Addressing lawmakers on Wednesday evening, Franco confirmed UniCredit recently entered Paschi’s data room, and the bank now has 40 days to examine its books.
That period could be extended, he said, adding that this is the only deal under review and that he sees no viable options for securing the bank without a combination with a strategic partner. Following a deal, Italy may own a stake in UniCredit, Franco said.
Italy has repeatedly bailed out Paschi, with the first rescue coming in 2009. The government now owns over 64% of the lender, and securing a sale in 2021, as agreed with the European Union, has been one of the biggest challenges for Franco since his appointment by Prime Minister Mario Draghi earlier this year.
“Since last autumn, the Treasury started to look for a possible partner for Paschi,” Franco said. “There is no ground to start a dialog with the EU over a plan to keep it stand-alone, but there are no elements to suggest Paschi will be broken up.”
While Monte Paschi predicts 2.5 billion euros ($3 billion) in fresh capital will be needed if a takeover doesn’t materialize, Franco has warned that without a merger the shortfall would be far higher. Stress tests conducted last week highlighted that the world’s oldest bank needs “a large-scale structural strengthening,” Franco said.
Lawmakers from all the main parties in Draghi’s coalition are questioning the deal’s price tag, with the government on the hook for as much as 10 billion euros based on conditions set by UniCredit, according to people familiar with the matter.

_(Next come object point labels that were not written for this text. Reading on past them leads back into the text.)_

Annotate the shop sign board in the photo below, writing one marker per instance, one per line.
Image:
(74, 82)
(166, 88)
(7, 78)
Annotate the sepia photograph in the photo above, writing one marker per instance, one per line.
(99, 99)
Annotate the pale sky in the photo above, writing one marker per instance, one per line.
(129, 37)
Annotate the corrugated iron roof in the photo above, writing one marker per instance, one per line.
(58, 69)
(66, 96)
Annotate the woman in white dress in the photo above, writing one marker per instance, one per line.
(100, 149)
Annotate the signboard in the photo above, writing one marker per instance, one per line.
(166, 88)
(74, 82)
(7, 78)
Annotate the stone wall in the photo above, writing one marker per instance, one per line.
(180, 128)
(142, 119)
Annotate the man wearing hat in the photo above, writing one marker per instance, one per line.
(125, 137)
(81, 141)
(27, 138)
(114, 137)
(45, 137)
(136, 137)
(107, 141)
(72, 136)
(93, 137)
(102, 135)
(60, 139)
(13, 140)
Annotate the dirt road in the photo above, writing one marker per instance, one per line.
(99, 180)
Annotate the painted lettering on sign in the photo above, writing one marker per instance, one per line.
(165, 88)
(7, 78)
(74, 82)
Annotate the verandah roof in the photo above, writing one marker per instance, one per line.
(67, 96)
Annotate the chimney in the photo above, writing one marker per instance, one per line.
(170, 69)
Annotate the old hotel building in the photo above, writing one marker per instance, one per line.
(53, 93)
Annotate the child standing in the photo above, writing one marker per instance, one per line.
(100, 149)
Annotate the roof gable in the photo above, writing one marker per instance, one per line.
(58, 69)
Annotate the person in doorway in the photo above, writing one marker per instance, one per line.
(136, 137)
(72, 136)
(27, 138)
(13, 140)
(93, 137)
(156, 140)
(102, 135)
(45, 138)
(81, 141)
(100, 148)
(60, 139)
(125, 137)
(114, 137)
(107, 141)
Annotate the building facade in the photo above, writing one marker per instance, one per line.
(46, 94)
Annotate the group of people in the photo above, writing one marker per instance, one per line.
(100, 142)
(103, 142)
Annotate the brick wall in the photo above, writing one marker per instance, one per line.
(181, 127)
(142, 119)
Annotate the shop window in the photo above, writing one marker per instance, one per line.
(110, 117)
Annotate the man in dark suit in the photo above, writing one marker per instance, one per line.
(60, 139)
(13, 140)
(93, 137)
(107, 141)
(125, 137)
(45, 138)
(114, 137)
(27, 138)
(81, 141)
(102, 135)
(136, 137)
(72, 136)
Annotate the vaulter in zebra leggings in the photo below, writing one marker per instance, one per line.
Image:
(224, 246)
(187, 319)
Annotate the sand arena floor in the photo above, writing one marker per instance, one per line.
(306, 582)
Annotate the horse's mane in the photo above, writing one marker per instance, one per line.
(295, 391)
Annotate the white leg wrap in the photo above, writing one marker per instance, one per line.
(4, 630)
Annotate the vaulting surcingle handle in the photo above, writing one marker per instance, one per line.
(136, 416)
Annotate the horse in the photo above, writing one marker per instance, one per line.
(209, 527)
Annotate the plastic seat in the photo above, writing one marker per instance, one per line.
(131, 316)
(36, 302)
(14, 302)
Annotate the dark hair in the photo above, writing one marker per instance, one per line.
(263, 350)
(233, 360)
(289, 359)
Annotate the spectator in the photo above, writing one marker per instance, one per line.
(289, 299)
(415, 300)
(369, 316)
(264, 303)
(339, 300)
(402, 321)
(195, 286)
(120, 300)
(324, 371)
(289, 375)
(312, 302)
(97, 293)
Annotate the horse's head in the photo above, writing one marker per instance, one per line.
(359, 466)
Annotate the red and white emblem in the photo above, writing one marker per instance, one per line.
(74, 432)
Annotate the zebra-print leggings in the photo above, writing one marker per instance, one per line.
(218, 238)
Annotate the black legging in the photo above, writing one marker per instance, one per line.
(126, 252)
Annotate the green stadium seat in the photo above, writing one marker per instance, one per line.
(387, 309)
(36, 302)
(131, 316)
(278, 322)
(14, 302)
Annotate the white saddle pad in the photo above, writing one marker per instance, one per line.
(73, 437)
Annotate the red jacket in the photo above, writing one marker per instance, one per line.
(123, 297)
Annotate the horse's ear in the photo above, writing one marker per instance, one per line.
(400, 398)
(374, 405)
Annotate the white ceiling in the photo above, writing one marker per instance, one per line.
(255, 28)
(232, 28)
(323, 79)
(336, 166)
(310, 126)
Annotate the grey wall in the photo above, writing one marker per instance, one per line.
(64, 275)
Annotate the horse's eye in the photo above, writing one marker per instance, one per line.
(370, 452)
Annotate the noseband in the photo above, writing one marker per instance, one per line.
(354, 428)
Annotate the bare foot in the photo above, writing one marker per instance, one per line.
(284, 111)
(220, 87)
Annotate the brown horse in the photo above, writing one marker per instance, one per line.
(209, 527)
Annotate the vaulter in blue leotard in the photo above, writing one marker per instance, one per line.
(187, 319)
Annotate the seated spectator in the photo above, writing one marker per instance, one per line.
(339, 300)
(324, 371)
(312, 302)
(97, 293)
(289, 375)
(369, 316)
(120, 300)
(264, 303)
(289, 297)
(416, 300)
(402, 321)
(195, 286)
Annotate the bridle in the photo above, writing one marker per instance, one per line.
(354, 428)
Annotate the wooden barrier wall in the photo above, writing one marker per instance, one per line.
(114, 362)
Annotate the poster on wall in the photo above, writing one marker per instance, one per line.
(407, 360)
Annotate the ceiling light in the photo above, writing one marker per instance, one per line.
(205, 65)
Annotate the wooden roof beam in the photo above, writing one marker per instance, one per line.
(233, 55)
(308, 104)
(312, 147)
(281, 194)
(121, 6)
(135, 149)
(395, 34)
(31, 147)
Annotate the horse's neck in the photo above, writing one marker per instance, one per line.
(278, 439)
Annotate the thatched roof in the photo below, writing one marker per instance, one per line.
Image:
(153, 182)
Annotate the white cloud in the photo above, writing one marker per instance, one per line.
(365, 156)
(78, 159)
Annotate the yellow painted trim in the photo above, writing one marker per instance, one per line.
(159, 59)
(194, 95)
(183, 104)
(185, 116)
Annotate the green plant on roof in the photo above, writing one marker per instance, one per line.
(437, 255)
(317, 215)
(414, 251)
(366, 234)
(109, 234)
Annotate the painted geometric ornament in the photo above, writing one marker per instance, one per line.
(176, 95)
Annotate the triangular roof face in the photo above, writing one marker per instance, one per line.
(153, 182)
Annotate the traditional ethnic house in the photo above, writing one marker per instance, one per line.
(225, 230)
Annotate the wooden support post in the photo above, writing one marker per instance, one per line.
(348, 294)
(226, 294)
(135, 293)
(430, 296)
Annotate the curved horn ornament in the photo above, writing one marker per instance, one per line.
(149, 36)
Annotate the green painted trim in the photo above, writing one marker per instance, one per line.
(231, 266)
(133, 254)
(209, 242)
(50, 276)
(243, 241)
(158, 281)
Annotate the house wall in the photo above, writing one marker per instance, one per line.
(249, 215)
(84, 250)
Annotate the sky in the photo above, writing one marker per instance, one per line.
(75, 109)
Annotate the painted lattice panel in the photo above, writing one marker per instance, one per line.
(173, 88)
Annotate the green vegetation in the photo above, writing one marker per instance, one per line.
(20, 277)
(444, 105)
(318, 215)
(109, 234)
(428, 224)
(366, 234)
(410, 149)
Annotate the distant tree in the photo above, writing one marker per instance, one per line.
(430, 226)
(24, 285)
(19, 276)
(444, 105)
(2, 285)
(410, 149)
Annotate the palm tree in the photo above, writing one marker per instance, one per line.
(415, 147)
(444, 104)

Political leaders have also raised concerns on possible job cuts and the potential loss of a prestigious historic brand.
While Franco said the government is prioritizing protecting the bank’s workers, he warned that redundancies could be much more than the 2,500 outlined in the bank’s plan.
A deal with UniCredit could require about 6,000 job cuts, mostly in Tuscany, according to people familiar with the matter.
The announcement of new negotiations between Rome and UniCredit has stirred controversy among politicians. Talks had been frozen ever since Andrea Orcel took over the top job at UniCredit, and the news of a resumption of contacts came just hours before Paschi emerged as the worst performer in European regulators’ stress tests.
UniCredit and the Treasury have agreed on the outline of a possible transaction that would grant Italy’s second-biggest bank a capital-neutral deal, with all Paschi’s bad loans and any extraordinary legal cases stripped out, plus protections from other potential credit risks.
Those conditions haven’t been well received in the Tuscan city of Siena, where Paschi is based, and one member of Draghi’s coalition, the Democratic Party, or PD, may be concerned that it could be hurt by the deal.
Tuscany is one of the party’s strongholds, and repercussions from the bank’s loss of influence and job cuts could cut into the PD’s strength.
PD leader Enrico Letta will face questioning from voters on the issue in coming weeks. Letta, a former prime minister, is running to replace Pier Carlo Padoan as a member of parliament for the Siena area. Padoan, a one-time finance minister, gave up his seat to become UniCredit’s chairman.